Probably the biggest message I try to relate is the humanity of various people. I try to bring people together through my music. That’s a recurring theme. [Newly recorded song “I Am You”] is a conversation between an Arabic speaker and an English speaker and they say the same thing over and over to each other until they have some sort of sacred connection to one another. That theme comes back over and over again to try and make people see how close they are to one another.
Is music especially suited to trying to bring people together?
I use music as it comes naturally to me. But I think that music and words have a marriage. In a powerful melody it can bypass some of the prejudices and go straight to a person’s heart. It’s harder to argue with a song.
Was country music a conscious choice of genre?
Not initially. A lot of the music sounded country because I like country music. Then it changed as I worked with some different people and now it’s a hybrid. It changes more naturally, I’m trying to get to the point where there’s not a genre, just whatever the song calls for.
Is it hard being a Muslim country singer in America?
I don’t think so because my audience is diverse. My mother’s friend, Martha from Mississippi loves country music, and I mean loves, and she loves my music. All my mother’s friends, who grew up listening to country music, love my music too.
Conversely, is it hard to deliver your message to Muslims in such a distinct style of music?
Folks over here listen to western music. I think that the music I do is more pop/country, anyway. There’s a country vocal styling but I think if you sing Arabic it kinda sounds like that sometimes – a deep, sort of soulful sound of music.
Do you worry about alienating people on either side?

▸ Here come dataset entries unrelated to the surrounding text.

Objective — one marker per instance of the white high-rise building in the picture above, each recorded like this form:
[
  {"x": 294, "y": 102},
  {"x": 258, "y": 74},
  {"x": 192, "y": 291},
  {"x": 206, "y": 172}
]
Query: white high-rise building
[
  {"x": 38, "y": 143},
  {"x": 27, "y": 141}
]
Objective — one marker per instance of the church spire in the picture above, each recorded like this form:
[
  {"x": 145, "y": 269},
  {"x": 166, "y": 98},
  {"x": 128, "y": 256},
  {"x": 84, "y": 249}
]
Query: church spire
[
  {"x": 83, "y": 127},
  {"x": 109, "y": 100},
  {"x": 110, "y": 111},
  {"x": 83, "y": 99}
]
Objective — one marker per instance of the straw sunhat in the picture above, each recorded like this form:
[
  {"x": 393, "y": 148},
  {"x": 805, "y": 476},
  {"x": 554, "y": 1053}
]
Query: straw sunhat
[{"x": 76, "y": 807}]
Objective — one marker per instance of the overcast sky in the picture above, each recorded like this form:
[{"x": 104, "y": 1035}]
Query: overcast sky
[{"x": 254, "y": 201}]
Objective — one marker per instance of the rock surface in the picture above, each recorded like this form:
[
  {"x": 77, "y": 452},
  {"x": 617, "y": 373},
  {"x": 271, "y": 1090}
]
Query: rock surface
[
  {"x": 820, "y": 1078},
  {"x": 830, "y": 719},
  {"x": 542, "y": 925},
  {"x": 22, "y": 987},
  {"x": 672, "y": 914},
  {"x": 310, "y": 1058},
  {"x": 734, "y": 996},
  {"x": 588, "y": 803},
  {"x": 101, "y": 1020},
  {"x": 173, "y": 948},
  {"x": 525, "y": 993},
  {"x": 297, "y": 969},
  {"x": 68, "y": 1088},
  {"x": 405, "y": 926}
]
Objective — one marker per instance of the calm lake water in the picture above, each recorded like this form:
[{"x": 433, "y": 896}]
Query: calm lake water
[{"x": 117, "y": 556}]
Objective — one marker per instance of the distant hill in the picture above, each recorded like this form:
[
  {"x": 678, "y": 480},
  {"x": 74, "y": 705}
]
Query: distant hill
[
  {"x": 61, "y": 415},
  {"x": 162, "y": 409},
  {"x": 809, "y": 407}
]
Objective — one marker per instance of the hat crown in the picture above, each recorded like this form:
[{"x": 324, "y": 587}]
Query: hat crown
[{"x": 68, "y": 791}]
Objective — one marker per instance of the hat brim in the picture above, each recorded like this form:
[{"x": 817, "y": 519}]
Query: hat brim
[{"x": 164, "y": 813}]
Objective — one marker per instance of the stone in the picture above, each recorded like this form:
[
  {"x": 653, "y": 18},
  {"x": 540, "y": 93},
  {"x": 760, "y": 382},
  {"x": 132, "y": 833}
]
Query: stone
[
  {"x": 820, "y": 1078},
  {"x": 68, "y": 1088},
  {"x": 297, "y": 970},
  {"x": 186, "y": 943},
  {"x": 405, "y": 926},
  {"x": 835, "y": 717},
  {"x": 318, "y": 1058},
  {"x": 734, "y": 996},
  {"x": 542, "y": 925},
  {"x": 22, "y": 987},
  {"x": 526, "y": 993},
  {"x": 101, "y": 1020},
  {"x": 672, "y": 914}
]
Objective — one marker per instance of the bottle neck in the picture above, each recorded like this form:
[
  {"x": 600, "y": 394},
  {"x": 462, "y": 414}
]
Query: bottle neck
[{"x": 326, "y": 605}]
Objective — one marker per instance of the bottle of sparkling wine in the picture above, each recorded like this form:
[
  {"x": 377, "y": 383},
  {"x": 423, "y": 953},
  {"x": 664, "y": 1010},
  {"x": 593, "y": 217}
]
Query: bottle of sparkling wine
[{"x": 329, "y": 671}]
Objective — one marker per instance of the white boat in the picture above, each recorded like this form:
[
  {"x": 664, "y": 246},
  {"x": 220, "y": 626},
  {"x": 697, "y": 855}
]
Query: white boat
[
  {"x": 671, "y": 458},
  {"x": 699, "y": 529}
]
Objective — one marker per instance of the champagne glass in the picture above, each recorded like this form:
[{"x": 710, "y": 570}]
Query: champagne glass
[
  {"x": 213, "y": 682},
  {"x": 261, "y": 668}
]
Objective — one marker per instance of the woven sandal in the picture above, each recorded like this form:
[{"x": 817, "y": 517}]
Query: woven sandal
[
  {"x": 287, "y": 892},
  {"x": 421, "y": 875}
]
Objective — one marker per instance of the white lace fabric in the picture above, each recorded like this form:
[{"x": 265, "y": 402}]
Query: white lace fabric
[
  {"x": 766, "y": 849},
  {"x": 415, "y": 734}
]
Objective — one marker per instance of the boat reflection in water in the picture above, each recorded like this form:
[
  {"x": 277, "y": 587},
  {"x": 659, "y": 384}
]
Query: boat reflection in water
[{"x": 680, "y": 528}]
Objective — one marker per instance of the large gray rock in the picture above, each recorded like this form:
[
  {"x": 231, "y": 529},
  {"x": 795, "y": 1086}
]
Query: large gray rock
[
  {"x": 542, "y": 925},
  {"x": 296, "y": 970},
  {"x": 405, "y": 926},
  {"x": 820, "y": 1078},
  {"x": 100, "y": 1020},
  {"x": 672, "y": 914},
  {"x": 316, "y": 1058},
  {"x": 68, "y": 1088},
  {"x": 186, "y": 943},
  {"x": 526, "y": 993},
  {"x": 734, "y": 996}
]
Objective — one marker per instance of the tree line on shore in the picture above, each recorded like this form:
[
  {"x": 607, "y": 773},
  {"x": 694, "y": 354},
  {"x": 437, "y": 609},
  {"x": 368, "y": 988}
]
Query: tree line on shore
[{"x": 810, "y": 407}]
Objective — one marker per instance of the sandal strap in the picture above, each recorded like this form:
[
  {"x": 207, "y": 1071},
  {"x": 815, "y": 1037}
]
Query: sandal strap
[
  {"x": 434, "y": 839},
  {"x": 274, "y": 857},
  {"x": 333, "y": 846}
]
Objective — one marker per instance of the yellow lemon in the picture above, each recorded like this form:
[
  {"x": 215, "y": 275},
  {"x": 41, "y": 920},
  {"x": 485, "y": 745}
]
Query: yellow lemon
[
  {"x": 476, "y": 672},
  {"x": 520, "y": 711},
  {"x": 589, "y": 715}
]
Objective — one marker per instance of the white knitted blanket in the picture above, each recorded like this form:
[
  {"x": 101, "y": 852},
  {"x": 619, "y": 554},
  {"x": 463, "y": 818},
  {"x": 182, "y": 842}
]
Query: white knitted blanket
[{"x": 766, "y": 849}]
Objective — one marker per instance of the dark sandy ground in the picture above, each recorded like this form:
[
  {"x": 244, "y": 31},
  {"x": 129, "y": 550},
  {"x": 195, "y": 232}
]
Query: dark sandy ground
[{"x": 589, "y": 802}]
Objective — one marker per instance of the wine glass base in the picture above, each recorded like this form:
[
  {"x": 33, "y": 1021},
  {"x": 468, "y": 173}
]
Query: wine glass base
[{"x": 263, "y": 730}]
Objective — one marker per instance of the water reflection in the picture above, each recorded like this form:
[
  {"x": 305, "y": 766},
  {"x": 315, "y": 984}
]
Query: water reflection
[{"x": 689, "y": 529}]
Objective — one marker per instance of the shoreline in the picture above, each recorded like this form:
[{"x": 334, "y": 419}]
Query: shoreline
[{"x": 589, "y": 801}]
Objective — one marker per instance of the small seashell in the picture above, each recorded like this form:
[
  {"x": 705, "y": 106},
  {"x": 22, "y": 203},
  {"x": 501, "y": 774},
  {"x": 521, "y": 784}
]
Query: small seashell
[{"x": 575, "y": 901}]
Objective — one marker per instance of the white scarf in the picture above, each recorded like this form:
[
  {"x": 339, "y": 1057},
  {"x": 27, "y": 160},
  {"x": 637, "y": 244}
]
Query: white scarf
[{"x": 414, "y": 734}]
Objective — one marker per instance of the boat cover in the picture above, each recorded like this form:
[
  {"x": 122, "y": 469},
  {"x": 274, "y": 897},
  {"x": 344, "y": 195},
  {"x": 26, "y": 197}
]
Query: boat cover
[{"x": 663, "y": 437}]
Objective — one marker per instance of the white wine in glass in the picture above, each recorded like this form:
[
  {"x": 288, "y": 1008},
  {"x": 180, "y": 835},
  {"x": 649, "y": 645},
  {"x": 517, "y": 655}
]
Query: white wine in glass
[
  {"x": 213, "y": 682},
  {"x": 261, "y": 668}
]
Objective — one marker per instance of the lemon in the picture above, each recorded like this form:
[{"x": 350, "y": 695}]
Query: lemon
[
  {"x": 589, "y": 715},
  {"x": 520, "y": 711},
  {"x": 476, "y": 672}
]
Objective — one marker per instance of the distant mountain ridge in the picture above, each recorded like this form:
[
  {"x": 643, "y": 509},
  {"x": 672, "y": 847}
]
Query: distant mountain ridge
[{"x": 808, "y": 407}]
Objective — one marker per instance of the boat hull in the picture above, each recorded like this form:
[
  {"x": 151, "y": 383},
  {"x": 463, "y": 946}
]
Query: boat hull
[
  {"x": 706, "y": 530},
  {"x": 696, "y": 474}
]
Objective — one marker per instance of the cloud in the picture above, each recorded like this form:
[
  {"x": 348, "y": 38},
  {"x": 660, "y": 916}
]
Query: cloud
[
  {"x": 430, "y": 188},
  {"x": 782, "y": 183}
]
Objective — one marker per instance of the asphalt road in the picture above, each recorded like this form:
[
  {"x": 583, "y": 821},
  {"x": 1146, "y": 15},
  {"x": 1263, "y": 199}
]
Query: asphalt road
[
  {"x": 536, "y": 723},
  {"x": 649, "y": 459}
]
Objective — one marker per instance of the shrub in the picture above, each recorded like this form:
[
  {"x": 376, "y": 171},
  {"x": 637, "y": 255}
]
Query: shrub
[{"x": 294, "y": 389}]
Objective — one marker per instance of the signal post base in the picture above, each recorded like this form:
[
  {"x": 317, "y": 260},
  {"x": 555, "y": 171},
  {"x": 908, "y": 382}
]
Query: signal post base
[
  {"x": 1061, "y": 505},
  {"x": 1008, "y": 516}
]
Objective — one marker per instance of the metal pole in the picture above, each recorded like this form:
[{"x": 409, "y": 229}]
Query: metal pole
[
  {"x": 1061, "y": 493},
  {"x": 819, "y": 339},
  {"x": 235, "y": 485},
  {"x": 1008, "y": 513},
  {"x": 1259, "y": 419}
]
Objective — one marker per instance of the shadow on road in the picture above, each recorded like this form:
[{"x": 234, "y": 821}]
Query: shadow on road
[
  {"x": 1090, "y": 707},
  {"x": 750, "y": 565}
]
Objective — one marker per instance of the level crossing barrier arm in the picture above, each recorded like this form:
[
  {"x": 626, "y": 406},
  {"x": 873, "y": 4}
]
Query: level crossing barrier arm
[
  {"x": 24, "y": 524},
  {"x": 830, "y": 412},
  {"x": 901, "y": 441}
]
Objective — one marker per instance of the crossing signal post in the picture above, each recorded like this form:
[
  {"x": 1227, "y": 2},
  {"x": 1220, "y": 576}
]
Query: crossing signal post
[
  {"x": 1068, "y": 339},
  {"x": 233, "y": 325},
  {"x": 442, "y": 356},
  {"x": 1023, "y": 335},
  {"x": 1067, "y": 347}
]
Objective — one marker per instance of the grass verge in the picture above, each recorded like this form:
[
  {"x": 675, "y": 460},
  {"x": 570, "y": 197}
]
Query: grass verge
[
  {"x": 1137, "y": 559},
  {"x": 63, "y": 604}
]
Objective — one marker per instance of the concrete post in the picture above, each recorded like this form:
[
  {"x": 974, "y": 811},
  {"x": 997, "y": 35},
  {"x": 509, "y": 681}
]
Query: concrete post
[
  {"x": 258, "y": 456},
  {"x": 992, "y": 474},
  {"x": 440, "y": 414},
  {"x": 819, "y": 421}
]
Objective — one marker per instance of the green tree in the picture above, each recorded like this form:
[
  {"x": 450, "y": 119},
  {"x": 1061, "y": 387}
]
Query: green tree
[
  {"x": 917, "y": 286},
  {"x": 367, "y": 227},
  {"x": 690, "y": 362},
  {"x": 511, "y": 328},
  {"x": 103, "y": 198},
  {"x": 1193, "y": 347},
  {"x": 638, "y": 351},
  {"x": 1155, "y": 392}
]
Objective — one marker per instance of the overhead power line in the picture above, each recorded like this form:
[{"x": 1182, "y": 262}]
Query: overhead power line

I don’t think so. I think my music is meant to bring people together. The only reason I recorded the song “I Am You” is because we did a show (originally only intending to play it live) and people just reacted so strongly to it that I knew we had to record it for people to have. A lot of times all you’re doing is reminding people of something that is already in them, they know things, they just need reminding.
What is your favorite line of poetry?
In an Arabic poem a man sees a beautiful woman and starts to describe her using metaphor. He said ‘a pearl fell from a mayflower and irrigated or moistened a rose.’ The pearl is her tear, the mayflower her eye and her cheek, the rose, and he just keeps going and going as he is overcome by the beauty of this woman. I remember I talked to my mom about that and she said, people don’t see people like that anymore. A lot of your ability to see beauty is contingent on the beauty that’s inside you.
What does the future hold for Kareem Salama?
A couple of years ago I partnered with an investment firm to build a label, initially around myself and then to take on other artists. So I would like to, even beyond my music, create a sort of creative center where artists feel comfortable bringing what they bring while finding a way to monetize that – but still make good music with authentic people who care about their message and care about their brand. So I want to be good on both sides – on the business side, but at the same time I want there to be authentic music.